A court of appeal invalidated a water district’s adopted rate increases, concluding that the district failed to meet its burden under Proposition 218 of establishing that the increases did not exceed the cost of providing the water service. KCSFV I, LLC v. Florin County Water District, No. C088824 (3rd Dist., May 28, 2021).
Following a hearing, the Board of Directors of the Florin County Water District voted to increase its water rates by 50 percent. Data presented by staff at the hearing showed that revenues would exceed expenditures in each of the four years following the rate increase, culminating in a net profit of almost $1.4 million in the fourth year.
The Court of Appeal upheld plaintiffs’ challenge to the rate increase, finding that the District failed to prove that the amount of the increase did not exceed the cost of providing the water service.

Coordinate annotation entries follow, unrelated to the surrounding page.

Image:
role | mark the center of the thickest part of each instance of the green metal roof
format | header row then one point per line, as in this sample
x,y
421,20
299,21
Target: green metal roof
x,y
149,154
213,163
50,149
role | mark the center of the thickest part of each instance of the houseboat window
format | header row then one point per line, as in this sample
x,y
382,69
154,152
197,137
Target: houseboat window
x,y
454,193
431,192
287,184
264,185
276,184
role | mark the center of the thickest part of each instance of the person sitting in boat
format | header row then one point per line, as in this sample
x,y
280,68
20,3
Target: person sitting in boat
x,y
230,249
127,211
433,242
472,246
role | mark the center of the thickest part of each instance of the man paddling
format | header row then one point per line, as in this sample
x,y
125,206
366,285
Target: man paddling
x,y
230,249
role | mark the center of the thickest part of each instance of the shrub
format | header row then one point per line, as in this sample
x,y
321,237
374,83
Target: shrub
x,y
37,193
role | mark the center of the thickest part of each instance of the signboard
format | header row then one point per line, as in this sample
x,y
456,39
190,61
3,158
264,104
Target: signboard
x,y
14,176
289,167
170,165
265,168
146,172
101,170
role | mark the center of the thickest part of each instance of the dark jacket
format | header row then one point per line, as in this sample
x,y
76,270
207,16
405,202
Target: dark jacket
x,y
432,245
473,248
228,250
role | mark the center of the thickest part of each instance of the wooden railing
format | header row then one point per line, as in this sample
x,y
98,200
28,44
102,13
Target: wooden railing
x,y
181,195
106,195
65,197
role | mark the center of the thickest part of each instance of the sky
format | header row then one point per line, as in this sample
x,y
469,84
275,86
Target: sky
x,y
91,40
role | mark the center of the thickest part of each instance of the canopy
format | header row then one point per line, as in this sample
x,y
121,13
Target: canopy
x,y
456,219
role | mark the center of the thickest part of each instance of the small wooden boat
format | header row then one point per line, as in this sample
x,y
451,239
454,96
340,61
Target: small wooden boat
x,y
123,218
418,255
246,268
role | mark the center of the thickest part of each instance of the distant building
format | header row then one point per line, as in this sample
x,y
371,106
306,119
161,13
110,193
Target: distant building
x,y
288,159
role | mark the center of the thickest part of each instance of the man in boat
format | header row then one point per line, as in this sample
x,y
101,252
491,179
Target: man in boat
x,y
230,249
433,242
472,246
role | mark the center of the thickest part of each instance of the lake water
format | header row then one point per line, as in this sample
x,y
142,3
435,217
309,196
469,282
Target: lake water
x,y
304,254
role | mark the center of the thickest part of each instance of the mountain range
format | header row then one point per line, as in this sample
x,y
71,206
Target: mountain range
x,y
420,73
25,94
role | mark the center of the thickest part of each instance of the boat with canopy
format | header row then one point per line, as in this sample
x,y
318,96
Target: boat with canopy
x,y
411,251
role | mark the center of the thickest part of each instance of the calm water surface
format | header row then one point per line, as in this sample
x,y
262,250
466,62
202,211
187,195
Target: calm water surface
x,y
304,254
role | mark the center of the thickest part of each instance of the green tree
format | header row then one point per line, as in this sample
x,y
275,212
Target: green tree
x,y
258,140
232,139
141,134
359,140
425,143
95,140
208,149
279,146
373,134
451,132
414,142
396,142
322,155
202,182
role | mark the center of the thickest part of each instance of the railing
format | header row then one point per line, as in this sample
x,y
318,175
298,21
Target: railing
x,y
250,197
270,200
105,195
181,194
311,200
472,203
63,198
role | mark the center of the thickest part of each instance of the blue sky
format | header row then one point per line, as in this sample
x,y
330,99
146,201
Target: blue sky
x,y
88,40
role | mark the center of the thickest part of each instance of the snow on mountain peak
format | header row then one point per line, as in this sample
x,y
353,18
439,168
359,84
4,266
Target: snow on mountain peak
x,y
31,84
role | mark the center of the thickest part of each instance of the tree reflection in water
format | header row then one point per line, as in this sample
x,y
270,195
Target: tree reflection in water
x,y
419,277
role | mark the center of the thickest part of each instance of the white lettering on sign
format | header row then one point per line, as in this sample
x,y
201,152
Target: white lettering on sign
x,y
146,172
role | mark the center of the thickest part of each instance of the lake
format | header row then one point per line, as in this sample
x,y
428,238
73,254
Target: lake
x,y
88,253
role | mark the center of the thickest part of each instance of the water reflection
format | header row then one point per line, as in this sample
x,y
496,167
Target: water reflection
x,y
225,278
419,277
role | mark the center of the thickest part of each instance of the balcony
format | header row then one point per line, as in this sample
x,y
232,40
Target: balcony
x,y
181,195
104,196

Under Proposition 218, revenues from water charges may not exceed either “the cost of providing the property-related service” or the “proportional cost of the service provided to [each] parcel.” Art. XIII D, § 6(b). In this case, nothing in the administrative record explained either how the net revenue the District would derive from the rate increase was related to the cost of providing the property-related service or how the water charge was proportional to the cost of providing service to each parcel. “In simple terms,” the court said, “the net revenue appears to be a profit after expenses are deducted from revenues.”
The District argued that the rate increase was justified because the District had been operating at a deficit and drawing funds from reserves to meet its obligations and therefore “opted to increase rates to allow for the rebuilding of meaningful reserves.” While generally accepting the proposition that reserves may form a component of a property-related charge, the court found nothing in the record that identified or quantified historic or projected reserves needed for the District’s services or showed that the projected net revenue was pledged for any particular purpose. Instead, the court said, “the district asks us to take an attorney’s argument as evidence, which we cannot do.”

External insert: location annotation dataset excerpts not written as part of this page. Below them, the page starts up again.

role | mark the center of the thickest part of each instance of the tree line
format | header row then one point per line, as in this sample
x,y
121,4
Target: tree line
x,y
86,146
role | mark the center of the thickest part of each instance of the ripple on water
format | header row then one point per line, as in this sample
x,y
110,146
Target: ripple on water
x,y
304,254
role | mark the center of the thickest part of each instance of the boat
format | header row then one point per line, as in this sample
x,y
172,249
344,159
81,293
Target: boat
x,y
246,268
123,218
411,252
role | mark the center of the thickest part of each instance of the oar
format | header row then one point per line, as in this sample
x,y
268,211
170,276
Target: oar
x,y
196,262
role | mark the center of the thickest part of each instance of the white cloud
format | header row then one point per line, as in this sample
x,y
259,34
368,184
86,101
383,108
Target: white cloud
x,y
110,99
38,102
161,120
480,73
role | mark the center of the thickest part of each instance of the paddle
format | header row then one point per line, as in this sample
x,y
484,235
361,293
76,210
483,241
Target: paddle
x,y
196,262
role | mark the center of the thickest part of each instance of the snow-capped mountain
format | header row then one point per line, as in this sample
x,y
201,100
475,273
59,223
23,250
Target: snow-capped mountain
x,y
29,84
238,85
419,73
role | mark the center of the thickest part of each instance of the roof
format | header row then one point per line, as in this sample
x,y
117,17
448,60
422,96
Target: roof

The court also rejected the District’s argument that plaintiffs had failed to exhaust administrative remedies because they had not presented their objections and arguments at the hearing required under Proposition 218. Assuming without deciding that a Proposition 218 hearing generally constituted an administrative remedy that needed to be exhausted, the court found the requirement inapplicable here because the District had not complied with Proposition 218’s notice requirements. The court ruled that Proposition 218 required the agency proposing a rate increase “to provide ratepayers with notice of the actual amount of the rate increase pertinent to [them] to allow the ratepayer a meaningful opportunity to determine whether to consent to or oppose it.”
In this instance, the court said, the District had provided only hypothetical examples of how a ratepayer’s charges would increase over time. This “hide-the-ball approach to the amount of the rate increase” was incongruent with “the constitutional obligation imposed upon the district to calculate the amount of the charge to be imposed upon each parcel and to provide ratepayers with notice of such amount.” Because the District’s notice did not comply with the procedural requirements of Proposition 218, plaintiffs were excused from exhausting any administrative remedy that might otherwise apply.